Most notoriously, in 1994 Peter Tatchell and OutRage! outed 10 Church of England Bishops and called on them to “tell the truth” about their sexuality – accusing them of hypocrisy and homophobia for publicly colluding with anti-gay policies, despite their own homosexuality. This led to him being denounced in parliament and the press as a “homosexual terrorist” and “public enemy number one”.
In the same year, he and five other members of OutRage! picketed an Islamist mass rally at Wembley Arena, organised by the fundamentalist group, Hizb-ut Tahrir. They were protesting against the group’s unlawful public exhortations to kill gay people, unchaste women and Muslims who turn away from their faith. Despite the Islamists openly threatening to murder him, the police arrested Tatchell. He was convicted but the conviction was overturned on appeal.
Also in 1994, Peter authored Safer Sexy, the world’s first comprehensive guide to gay sex safely. This book included explicit images of safe gay sex, which drove a coach and horses through Britain’s strict sexual censorship laws – paving the way for a wider liberalisation of sexual imagery law and enforcement.
Two years later, in 1996, together with OutRage!, he launched his “Consent at 14” campaign, which urged a reduction in the age of consent to 14 for both gay and straight sex; arguing that consent at 16 was unrealistic and unfair because it criminalised the many young people who have sexual contact and experience before the age of 16. He suggested that the best way to protect young people is earlier, more frank sex and relationship education, to empower them with the knowledge, skills and confidence to make wise, responsible choices and to report unwanted sexual advances and abusers.
From 1994-2000, Peter helped expose the by then deceased Nazi war criminal, SS Dr Carl Vaernet, who experimented on gay prisoners in Buchenwald concentration camp; revealing how he escaped justice at the end of the Second World War with apparent Allied connivance.
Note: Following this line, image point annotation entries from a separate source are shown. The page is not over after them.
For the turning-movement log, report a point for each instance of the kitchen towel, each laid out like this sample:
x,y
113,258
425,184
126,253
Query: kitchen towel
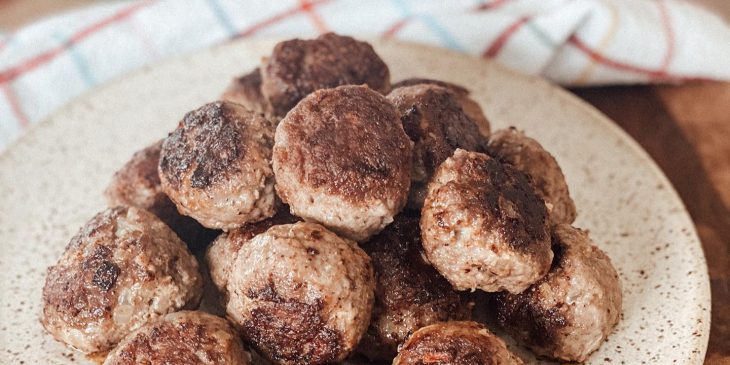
x,y
572,42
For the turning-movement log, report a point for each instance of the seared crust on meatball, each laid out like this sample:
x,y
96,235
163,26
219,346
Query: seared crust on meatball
x,y
182,338
435,122
216,166
483,225
468,105
527,155
409,293
455,343
122,269
298,67
300,294
342,159
223,252
137,184
570,312
246,90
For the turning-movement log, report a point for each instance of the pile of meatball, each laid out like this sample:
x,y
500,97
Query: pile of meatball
x,y
340,217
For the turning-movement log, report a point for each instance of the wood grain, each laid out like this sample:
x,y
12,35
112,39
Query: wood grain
x,y
685,128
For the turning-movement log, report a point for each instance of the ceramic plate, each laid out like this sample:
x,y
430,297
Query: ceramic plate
x,y
51,182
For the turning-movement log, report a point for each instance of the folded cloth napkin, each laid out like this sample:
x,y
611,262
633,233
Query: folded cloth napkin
x,y
579,42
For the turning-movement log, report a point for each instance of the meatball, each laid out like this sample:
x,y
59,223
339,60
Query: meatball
x,y
216,166
137,184
455,343
484,226
246,90
409,293
342,159
298,67
183,338
570,312
224,250
527,155
468,105
300,294
433,119
123,269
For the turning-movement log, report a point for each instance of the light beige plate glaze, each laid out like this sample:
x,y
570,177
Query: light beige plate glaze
x,y
51,183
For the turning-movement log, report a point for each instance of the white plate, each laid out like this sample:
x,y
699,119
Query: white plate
x,y
51,183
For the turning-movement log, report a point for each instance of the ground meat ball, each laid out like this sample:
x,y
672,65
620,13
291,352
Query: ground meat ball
x,y
455,343
298,67
433,119
483,226
182,338
527,155
409,293
137,184
216,166
301,294
224,250
570,312
470,107
342,159
123,269
246,90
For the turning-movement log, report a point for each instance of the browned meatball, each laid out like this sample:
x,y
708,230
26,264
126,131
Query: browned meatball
x,y
527,155
484,226
433,119
246,90
216,166
342,159
409,293
182,338
301,294
468,105
223,252
455,343
298,67
570,312
137,184
123,269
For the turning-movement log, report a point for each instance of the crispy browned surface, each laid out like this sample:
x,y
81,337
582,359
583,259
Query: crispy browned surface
x,y
455,343
568,313
409,292
300,294
290,331
204,147
298,67
182,338
103,261
137,184
470,107
491,189
246,90
216,166
527,155
224,250
347,142
434,120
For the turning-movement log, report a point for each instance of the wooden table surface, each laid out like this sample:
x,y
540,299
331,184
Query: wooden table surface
x,y
685,128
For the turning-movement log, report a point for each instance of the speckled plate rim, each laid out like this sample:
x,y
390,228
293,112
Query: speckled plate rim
x,y
700,341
Peter and his OutRage! comrades briefly and peacefully interrupted the Archbishop of Canterbury’s 1998 Easter Sermon in Canterbury Cathedral; condemning Dr Carey’s advocacy of legal discrimination against LGBT people. He was arrested and convicted under the Ecclesiastical Courts Jurisdiction Act 1860 (formerly part of the Brawling Act 1551).
This is Peter’s only conviction in over 50 years of nearly 3,000 direct action and civil disobedience protests.